Die Überwachungskameras? Die ganzen Möbel?"
"Das ist ja das schöne an diesem neuen Konzept! Eine ECHTE Reality-Show!
Wir drehen nur an Original-Schauplätzen! Keine künstliche Umgebung, sondern
knallharte Realität. Und wir haben immerhin zwei VHS-Kameras im Einsatz!"
"Nur zwei...?"
"Nun, wir müssen unsere Mittel da etwas strecken, da wir verschiedene
Projekte am bearbeiten sind. So haben wir in unserer Reality Show "Big
Brother & the Friseurs" 6 Kameras montiert, die einen Friseursalon im
Auge behalten. Ganz harter Stoff: Waschen, legen, fönen. Die menschliche
Dramen, wenn Siggi nach 3 Stunden immer noch nicht dran war, und bei Renate die
Dauerwelle trotz Schampoo-Einsatz versagt. Das zehrt an den Nerven."
"Das scheint mir aber nicht sooo schrecklich zu sein..."
"Ja, die ersten 2 Wochen nicht. Aber die müssen ja auch 10 Wochen in dem
Friseurladen bleiben!"
"Zehn Wochen? Ja, wo sollen die denn schlafen?"
"Das ist ganz lustig. In den ersten Nächten versuchten sie es alle im
Sitzen. Inzwischen hat Gernold sich aus zwei Friseurkitteln ein Kleinzelt
gebastelt, während Ulla sich eine mit Haaren gepolsterte Matratze genäht
hat."
"Aber..."
"Genial, diese menschlichen Dramen.
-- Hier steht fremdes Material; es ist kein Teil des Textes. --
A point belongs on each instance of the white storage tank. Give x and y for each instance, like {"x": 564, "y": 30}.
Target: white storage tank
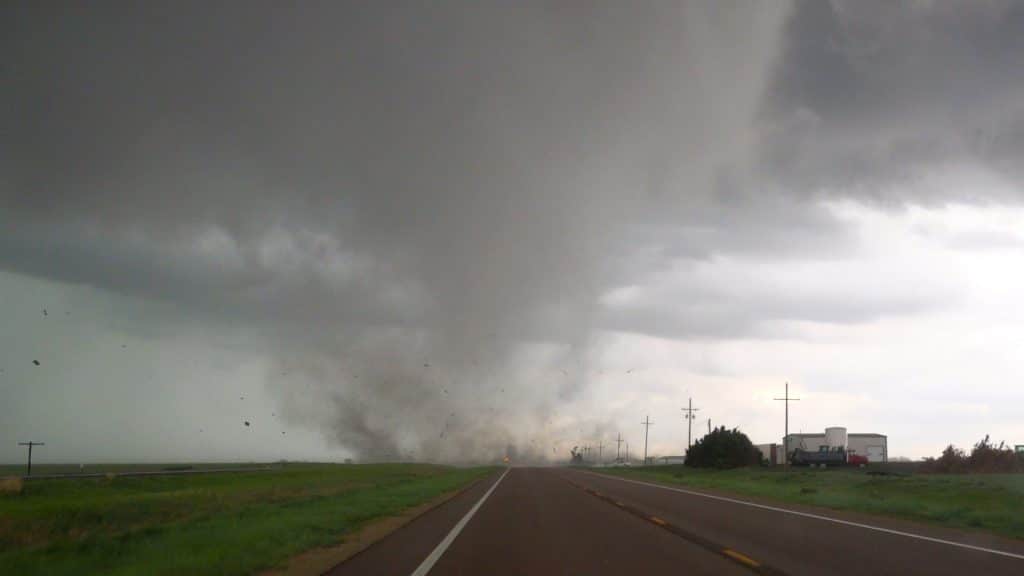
{"x": 836, "y": 438}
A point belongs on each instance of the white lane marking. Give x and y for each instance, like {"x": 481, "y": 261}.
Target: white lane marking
{"x": 428, "y": 562}
{"x": 817, "y": 517}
Gudrun hat Siggi gedroht, Sie würde
sie mit dem Anschlusskabel des Haartrockners erwürgen, wenn Sie noch einmal
dieses scheusslich riechende milde Shampoo nimmt, wohingegen Plattko immer noch
an einer Schnittverletzung laboriert, die er sich bei dem Versuch zugezogen hat,
den verunglückten Stoppelschnitt selbst zu begradigen."
"Und wo soll da der Reiz liegen?"
"In der Beschränkung der natürlichen Umwelt: 10 Leute, und nur 7
Zeitschriften: Zweimal Playboy und 5 mal Bild der Frau. Wir warten gespannt auf
die ersten Anwendungen von körperlicher Gewalt."
"Und jede Woche wird einer rausgewählt?"
"Ja. Also, genaugenommen, bestimmt die Jury in Gestalt meiner Person die
ersten 5, die das Team verlassen müssen. Danach bestimme ich, wer bleiben muss
und wer gehen darf."
Er lächelte.
"Und das Konzept ist ausbaubar. Mach die Augen auf: 10 Wochen in der
Kirche, bei ununterbrochenen Predigten des Pfarrers. Oder eingeschlossen im
Umkleideraum eines durchschnittlichen Sportvereins. Wegen des Geruchs müssen
wir da natürlich auf 10 Stunden heruntergehen. Und die absolute Krönung meines
Projektes: 10 Wochen im Verkaufsraum eines Gebrauchtwagenhändlers, bei
permanent laufenden Verkaufsgesprächen. Das halten nur die härtesten
aus!"
"Und der letzte bekommt dann den großen Preis?"
"500 Mark. In bar."
"Und dafür lassen sich Leute freiwillig 10 Wochen einsperren??"
"Naja, nicht direkt freiwillig. Die Fenster haben nämlich Gitter..."
"Du sperrst die Leute ein???"
"Ja natürlich, sonst würde doch keiner mitmachen."
"Und das gibt keinen Ärger?"
"Bisher nicht. Die waren alle so froh, wieder draußen zu sein!" Er
erhob sich. "Ich muß aber jetzt weiter. Wir haben ein ganz neues Projekt:
Big Barkeeper: 10 Wochen eingeschlossen in einer Kneipe. Das wird ein
Feger." Er verschwand.
Moment mal: In einer Kneipe?
Diesen Bericht konnte ich in einer leeren Bierflasche nach draußen schmuggeln. Bitte, wählt mich raus!